Sorry, I think I understand your proposal now. So in the Raft paper/thesis, joint consensus works like:
- Leader L writes Cold,new to its log at position i.
- L replicates all subsequent entries to all members of Cold and Cnew.
- When L's commitIndex >= i, L writes Cnew to its log, and L starts using Cnew.
After this, the servers only in Cold can be shut down.
I think you propose this change?:
- L writes Cold,new to its log at position i.
- L replicates all subsequent entries to all members of Cold and Cnew.
- When L's commitIndex >= i, L starts using Cnew.
So, what's the purpose of writing the Cnew entry? Why can't L just assume Cnew is the configuration if it knows Cold,new is committed?

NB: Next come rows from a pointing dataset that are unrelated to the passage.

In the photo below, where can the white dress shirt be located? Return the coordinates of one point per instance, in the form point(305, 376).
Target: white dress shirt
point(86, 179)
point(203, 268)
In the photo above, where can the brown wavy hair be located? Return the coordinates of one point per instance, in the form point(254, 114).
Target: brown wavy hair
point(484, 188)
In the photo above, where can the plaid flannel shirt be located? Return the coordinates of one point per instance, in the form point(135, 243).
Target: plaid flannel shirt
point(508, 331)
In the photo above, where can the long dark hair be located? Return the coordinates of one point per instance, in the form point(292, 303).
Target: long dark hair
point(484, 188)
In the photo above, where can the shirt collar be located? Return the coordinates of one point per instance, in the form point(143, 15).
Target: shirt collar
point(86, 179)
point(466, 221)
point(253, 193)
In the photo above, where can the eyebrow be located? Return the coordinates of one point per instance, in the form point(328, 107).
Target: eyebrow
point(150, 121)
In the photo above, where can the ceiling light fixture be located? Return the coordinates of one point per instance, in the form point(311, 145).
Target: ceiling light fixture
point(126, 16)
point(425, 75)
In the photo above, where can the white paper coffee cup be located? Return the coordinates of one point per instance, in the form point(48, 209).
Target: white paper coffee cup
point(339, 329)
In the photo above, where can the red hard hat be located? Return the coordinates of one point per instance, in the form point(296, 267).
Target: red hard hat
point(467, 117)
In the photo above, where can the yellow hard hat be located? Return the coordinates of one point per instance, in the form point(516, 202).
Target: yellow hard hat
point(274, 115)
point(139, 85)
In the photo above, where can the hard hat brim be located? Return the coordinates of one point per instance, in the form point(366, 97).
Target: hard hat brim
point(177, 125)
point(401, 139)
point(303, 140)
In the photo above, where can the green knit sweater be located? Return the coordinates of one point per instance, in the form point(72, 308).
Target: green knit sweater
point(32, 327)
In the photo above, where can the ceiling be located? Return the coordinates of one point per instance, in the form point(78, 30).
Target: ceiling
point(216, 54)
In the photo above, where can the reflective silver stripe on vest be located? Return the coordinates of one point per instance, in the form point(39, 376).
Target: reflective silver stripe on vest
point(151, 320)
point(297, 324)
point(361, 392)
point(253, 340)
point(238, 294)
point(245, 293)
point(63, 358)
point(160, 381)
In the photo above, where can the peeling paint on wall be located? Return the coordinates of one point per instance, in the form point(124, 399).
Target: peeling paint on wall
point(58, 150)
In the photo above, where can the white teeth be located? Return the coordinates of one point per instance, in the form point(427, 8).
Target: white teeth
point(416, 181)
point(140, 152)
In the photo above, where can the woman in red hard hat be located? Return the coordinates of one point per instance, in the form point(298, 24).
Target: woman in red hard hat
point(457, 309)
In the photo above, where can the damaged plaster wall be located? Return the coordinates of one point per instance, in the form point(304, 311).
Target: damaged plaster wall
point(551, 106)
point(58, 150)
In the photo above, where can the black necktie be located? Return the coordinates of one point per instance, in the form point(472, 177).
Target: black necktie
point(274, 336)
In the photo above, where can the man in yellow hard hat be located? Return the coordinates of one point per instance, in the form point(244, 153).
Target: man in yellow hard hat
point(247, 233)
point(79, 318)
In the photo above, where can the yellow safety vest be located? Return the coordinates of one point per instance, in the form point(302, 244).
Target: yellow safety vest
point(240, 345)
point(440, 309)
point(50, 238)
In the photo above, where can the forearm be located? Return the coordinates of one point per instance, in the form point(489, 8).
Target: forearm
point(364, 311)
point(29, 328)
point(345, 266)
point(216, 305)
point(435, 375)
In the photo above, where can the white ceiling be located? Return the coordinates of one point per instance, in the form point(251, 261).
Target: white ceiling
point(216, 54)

I think the Cnew entry is useful if L crashes and a new leader L2 is elected. Let's say L2 has Cold,new in its log, but L2's commitIndex < i, so L2 doesn't know whether Cold,new was committed. (The commitIndex is communicated asynchronously, a new leader's commitIndex lags the previous leader's commitIndex by an unknown amount.) What should L2 do? If it commits its next entry with a majority of Cnew only, it risks the "two disjoint majorities" problem of Figure 10 in the paper. So for safety, it should commit an entry with a joint majority of Cold,new. But what if the servers that were only in Cold have been shut down? If a majority of Cold servers are now unavailable, L2 can't proceed.
So I think there's at least one use of the Cnew entry. Future leaders can look in their logs for a Cnew entry. If they see one, they know that Cold,new was committed, so they won't try to contact servers only in Cold anymore. An administrator can wait for the Cnew entry to appear before shutting down the servers only in Cold.